Salah satu korban mengungkapkan pengalamannya, di mana ia selamat dari pemerkosaan karena ibunya adalah seorang pribumi, yang membuat pelaku menghentikan aksinya saat ia berteriak dalam bahasa Bugis.

"Seandainya bukan karena wajah ibu saya yang pribumi, saya mungkin sudah menjadi korban pemerkosaan hari itu. Pengalaman tersebut tidak pernah saya laporkan, dan kami hampir tidak membicarakannya di rumah. Kini, meskipun saya bisa menceritakan pengalaman ini, tetap saja ada rasa dingin saat tangan saya dipegang," ungkap salah satu korban percobaan pemerkosaan dalam buku tersebut.

Laporan ini juga menceritakan pengalaman seorang wanita yang menjadi korban pemerkosaan di dalam taksi.

Ia terpaksa keluar tanpa busana dan mencari pertolongan dari warga sekitar untuk mendapatkan pakaian.

Meskipun korban berusaha melanjutkan pekerjaannya, trauma dari peristiwa tersebut tetap membekas, dan ia mengalami disfungsi, seperti ketidakmampuan untuk memasak meskipun sering berbelanja.

Suaminya pun mengalami kesulitan untuk menerima kenyataan bahwa istrinya telah menjadi korban kekerasan seksual.

Setelah beberapa waktu, suaminya akhirnya menerima kenyataan tersebut, tetapi mereka memutuskan untuk meninggalkan Indonesia dan mengubah identitas mereka, serta menghentikan komunikasi dengan pendamping.

Siapa saja korbannya?

Menurut laporan, mayoritas korban adalah perempuan, dengan rentang usia yang bervariasi, mulai dari anak-anak hingga wanita dewasa berusia antara lima hingga lima puluh tahun.

Para korban ini berasal dari berbagai latar belakang, termasuk lajang, menikah, pekerja, pelajar, dan ibu rumah tangga.

Laporan tersebut menekankan bahwa banyak dari korban adalah perempuan etnis Tionghoa.

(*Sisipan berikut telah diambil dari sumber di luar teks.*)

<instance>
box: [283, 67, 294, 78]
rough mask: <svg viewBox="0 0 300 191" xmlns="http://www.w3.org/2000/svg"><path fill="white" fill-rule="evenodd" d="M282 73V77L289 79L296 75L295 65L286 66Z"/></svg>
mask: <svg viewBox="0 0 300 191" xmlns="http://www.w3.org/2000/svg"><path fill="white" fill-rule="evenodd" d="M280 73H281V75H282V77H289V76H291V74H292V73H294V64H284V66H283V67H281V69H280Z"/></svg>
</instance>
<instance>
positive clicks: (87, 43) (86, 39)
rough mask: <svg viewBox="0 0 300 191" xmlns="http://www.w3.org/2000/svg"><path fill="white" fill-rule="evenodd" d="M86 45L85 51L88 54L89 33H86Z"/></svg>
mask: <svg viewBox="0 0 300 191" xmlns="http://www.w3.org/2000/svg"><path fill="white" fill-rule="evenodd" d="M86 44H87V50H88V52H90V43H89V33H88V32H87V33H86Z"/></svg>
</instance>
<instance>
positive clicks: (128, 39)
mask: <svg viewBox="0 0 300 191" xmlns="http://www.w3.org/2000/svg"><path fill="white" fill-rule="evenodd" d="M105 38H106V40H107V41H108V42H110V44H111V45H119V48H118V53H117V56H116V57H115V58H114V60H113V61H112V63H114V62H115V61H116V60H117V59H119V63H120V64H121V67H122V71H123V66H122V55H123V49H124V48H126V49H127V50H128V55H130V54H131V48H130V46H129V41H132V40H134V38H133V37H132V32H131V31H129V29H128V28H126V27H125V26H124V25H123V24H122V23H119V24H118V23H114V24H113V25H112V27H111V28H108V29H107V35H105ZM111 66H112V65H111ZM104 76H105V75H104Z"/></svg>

Penyerangan dan penjarahan yang terjadi pada Mei 1998 umumnya terjadi di area yang dihuni oleh komunitas Tionghoa, sehingga menimbulkan anggapan bahwa penyerangan tersebut adalah tindakan terarah terhadap etnis tertentu.

Memilih tidak bicara

Buku ini menekankan bahwa bagi banyak keluarga korban, kejadian kekerasan seksual, terutama pemerkosaan, adalah sebuah realitas yang sulit diterima dan seringkali menimbulkan ketegangan dalam keluarga.

Di dalam buku tersebut juga diungkapkan bahwa banyak korban memilih untuk tidak berbicara tentang pengalaman mereka, bukan karena peristiwa tersebut dianggap sebagai rumor, melainkan karena adanya ancaman yang nyata, termasuk dari lingkungan terdekat mereka.

"Keputusan perempuan untuk tetap diam sangat dipengaruhi oleh sikap orang-orang di sekitarnya, terutama keluarga," jelas buku itu.

Sebagai tambahan informasi, Laporan Tim Gabungan Pencari Fakta (TGPF) mencatat sebanyak 52 kasus pemerkosaan yang terjadi selama kerusuhan pada 13-15 Mei 1998.

Kasus-kasus ini dikategorikan sebagai pemerkosaan massal, yang diduga terjadi secara sistematis.